In the ever-changing economic landscape, it’s critical for manufacturers to continuously evaluate their cash conversion cycle.

In this timely video, PNC’s Greg Clarkson, EVP, SBA Segment Executive, shares ideas that manufacturers can leverage to help drive success.

For more tips and ideas for manufacturers, visit our Solutions for Manufacturers.

Video Transcript:

Hello, my name is Greg Clarkson and I manage PNC's Government Guaranteed Small Business Lending Program in conjunction with the U. S. Small Business Administration. Normally, I talk about the benefits of SBA business loans, including extended maturities and lower down payments. But today, I would like to briefly talk to you about your cash conversion cycle.

This relates to the time it takes to convert raw materials to finish goods, to completing the sale, and ultimately collecting your accounts receivable. For the past 15 years, interest rates have been artificially low in an effort to stimulate economic growth. However, the recent interest rate hikes have created an additional expense if your process requires borrowing or an income opportunity if you have idle cash to invest.

Either situation warrants an examination of your cash conversion cycle to identify inefficiencies or delays. Here are some specific items to consider. Number one, don't leave idle cash uninvested. Maximize additional earnings by putting your excess cash reserves into safe, liquid investments that earn a market rate.

From money markets, to sweep accounts, to certificates of deposit, this can add revenues without increasing risk. Or it may be the right time to use excess cash to pay down debt, to reduce overall borrowing costs, and improve your company's ability to withstand economic uncertainty. Number two, evaluate how you purchase your raw materials.

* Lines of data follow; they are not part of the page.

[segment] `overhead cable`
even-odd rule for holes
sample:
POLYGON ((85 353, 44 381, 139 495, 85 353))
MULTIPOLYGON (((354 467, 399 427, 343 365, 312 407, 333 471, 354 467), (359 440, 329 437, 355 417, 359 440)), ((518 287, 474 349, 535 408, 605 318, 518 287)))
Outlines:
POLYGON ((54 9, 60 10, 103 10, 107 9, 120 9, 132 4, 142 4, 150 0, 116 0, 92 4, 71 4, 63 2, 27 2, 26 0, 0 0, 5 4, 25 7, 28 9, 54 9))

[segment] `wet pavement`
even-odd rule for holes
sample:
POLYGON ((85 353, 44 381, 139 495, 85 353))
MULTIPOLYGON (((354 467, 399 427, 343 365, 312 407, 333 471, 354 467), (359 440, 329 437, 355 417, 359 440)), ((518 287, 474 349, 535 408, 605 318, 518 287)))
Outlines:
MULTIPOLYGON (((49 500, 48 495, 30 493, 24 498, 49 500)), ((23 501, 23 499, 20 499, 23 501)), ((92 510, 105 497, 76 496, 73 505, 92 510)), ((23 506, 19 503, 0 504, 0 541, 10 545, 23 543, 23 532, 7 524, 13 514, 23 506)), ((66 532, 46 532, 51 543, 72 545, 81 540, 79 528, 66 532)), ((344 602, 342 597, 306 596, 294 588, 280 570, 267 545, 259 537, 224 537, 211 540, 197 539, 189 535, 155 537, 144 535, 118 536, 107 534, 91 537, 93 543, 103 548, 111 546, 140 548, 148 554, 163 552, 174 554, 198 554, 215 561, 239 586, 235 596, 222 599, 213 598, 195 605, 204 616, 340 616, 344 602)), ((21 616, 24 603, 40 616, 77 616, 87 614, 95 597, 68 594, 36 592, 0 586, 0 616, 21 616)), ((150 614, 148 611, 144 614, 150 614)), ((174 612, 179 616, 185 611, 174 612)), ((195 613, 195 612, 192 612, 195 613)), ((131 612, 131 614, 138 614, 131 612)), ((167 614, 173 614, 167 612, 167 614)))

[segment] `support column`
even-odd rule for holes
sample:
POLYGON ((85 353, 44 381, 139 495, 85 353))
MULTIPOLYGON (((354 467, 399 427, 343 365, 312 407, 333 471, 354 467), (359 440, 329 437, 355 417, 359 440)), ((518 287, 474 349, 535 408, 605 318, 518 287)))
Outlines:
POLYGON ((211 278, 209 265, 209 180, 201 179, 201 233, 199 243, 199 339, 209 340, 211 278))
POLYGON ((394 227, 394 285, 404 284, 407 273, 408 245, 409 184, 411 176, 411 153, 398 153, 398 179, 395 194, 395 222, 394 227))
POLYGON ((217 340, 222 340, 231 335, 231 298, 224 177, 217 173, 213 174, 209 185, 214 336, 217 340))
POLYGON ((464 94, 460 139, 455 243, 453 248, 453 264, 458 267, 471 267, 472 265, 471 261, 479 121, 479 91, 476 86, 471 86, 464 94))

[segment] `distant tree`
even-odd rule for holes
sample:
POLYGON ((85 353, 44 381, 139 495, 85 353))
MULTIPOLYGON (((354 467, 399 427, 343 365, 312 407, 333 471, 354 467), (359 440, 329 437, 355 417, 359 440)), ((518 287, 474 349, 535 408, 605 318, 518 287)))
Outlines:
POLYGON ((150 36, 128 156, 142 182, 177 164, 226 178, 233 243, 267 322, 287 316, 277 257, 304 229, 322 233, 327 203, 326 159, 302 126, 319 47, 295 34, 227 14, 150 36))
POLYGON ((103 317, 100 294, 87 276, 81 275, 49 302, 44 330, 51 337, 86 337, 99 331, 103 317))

You may be currently taking advantage of bulk purchase discounts, which saves money. However, if you have to borrow to obtain these discounts, it may not make economic sense. While you wait to obtain your raw materials at the lowest cost in the cycle, and minimize overall carrying costs, you want to always have enough raw materials on hand to avoid supply chain interruptions.

Number three, despite the current interest rate environment, it may be a good time to invest in new machinery or expand your production capacity and physical plant. Evaluate technology and production line configuration to ensure you can maximize efficiency, provide scalability, and maintain production quality.

This would also be a good time to take a look at your debt structure to ensure you have the right maturities, interest rates, and capacity for future capital expenditures. May be the right time to consider obtaining longer term fixed rates to minimize adjusting interest rate risk. Number four, distribution and transportation costs are always a place to review since these have a significant level of variable expenses.

Is the delivery that your product to the end users the most cost efficient method or are other options available? Five, finally, evaluate the method in which you receive payments for your products. Consider the various options for payments, including wire transfers, ACH, and credit cards. Understand that while this may speed up collections, there may be a cost associated with it that needs to be evaluated.

Accounts receivable factoring may be another option to return cash to your cycle faster. But be sure and understand all of the benefits and limitations before entering into this type of arrangement. If you sell on credit, then consider offering discounts for early payment by your customers. This will return cash faster to your cycle.

However, a critical part of offering terms is to have a written robust credit evaluation program before offering terms to your customers. There are very few things worse than spending all the time, energy, and money to produce your product, only to have to write off a sale because a customer can't pay. I hope these suggestions help.

The goal is to minimize the cash conversion cycle and keep your money working for you. Be sure and engage your trusted advisors when evaluating your business model. From accountants, to bankers, to attorneys, we are here to help maximize your returns and profitability. Thank you for listening. For more information on this and other business related topics, please visit pnc.com/insights/smallbusiness. Strengthening your business strengthens your community and supports America's economic engine. Have a great day.